9.  We will replace all of the windows in our house.

10.  I will finish the paint job I started in August, and I will paint two more rooms in our house.  It’s taking me FOREVER to get any of these little projects done.

11.  Rob and I will plan a long weekend getaway for our 10th wedding anniversary this summer.

Think I can pull it off?

Edited to Add:  Other things I would like to add to this rather lengthy list:

12.  Go on a rock climbing date with Rob.

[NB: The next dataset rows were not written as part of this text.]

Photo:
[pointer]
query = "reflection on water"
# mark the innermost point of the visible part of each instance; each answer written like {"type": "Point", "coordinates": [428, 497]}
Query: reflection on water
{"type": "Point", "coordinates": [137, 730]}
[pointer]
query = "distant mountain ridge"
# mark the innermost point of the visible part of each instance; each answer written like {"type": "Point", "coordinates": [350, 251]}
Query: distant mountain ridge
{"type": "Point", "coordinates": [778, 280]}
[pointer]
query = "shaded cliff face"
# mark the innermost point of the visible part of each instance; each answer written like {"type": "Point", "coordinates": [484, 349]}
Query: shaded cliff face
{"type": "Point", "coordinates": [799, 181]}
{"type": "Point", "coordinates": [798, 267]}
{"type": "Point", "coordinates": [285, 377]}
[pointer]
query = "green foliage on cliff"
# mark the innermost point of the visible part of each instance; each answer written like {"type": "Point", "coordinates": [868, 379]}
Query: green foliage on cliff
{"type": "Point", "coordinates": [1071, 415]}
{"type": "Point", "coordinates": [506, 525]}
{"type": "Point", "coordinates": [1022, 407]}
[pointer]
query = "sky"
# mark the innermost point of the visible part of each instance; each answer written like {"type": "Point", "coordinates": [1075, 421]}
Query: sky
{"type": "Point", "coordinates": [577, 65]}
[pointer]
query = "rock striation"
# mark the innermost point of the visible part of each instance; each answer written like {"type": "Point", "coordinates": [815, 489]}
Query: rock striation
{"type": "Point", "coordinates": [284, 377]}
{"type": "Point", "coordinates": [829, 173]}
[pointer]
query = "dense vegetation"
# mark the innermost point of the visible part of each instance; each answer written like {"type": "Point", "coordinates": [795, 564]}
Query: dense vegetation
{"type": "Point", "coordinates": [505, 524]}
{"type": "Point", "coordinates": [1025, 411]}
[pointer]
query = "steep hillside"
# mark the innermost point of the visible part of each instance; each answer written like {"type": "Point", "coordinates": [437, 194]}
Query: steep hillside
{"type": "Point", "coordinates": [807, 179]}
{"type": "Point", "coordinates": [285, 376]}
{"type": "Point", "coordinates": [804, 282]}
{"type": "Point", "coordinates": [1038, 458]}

13.  Learn to cross country ski.

14.  Get regular massages.

15.  Drink more water.

Fin!

RIP Kaye

We got the shocking and terrible news yesterday that a friend with whom Rob has worked for 6 years, was killed by a drunk driver.  Her name was Kaye, and I cannot overemphasize the extent to which she was adored by those around her.  She was warm, giving, selfless, fun, enthusiastic…you name it.  My immediate thought when R shared the news with me, was that I never told her enough how much she meant to us.  She sent us flowers when H was born, and gave H some of his first books.  She would rent out a hotel room and hold an Oscar party every year, and give out prizes to those dressed in the best costumes.  She would bring us back presents from her trips to CA (where she is from), and she was the first person with whom I ever had a discussion about bowerbirds.

The person who killed her was going over 50mph on the streets of Burlington, VT (if you’ve been here, you know how dangerous that is), and the police were in hot pursuit.  The driver blasted through 8 red lights and 2 stop signs before hitting Kaye’s car.  She was killed instantly.  The drunk driver, of course, had only minor injuries.  Prior to this, he had 4 DUIs from 3 states.

I can’t stop thinking about Kaye.  The last time I talked to her was sometime in October or November.  I was leaving R’s office (I don’t remember why), and we had a brief conversation as we both left the building.  I wish I had invited her to dinner, or had her over to our house.  I wish I had gotten to know her better, spent more time with her.  Because now we can’t.  And that sucks beyond anything I can think of right now.

So many people miss you Kaye.  Rest in peace…

A nice piece about Kaye can be found here.

Community

December 7 – Community.

Where have you discovered community, online or otherwise, in 2010? What community would you like to join, create or more deeply connect with in 2011?

I joined a wonderful faculty/staff community at the college where I work.  I am making friends there, and I feel satisfied and fulfilled by those relationships.  I don’t want to have any more/new community experiences in 2011—I already feel overcommitted and overwhelmed by the number of people I should keep in touch with, and I don’t do nearly a good enough job keeping in contact with my close friends.  I really have all of the connections any person could ever want or need.

Make

December 6 – Make.

What was the last thing you made? What materials did you use? Is there something you want to make, but you need to clear some time for it?

Last thing I made was a pillow for H a couple of weeks ago.  I took out the sewing machine, some leftover fabric, and an assortment of spare buttons.  I finished it, but it looks like crap.  It’s currently collecting dust bunnies on top of one of the shelves in our home office.  I’d like to learn how to knit, if I had time.  I need to take a class, because I’ve found I can’t learn how to do these things from books.

Let Go

December 5 – Let Go.

What (or whom) did you let go of this year? Why?

I let go of the silly idea (delusion) that I have control over my life.  I am more OK this year with the fact that I can’t have a plan for my life…and that things that I have planned for myself might not work out, and be replaced instead, with something equally (or more) awesome than what I had intended originally.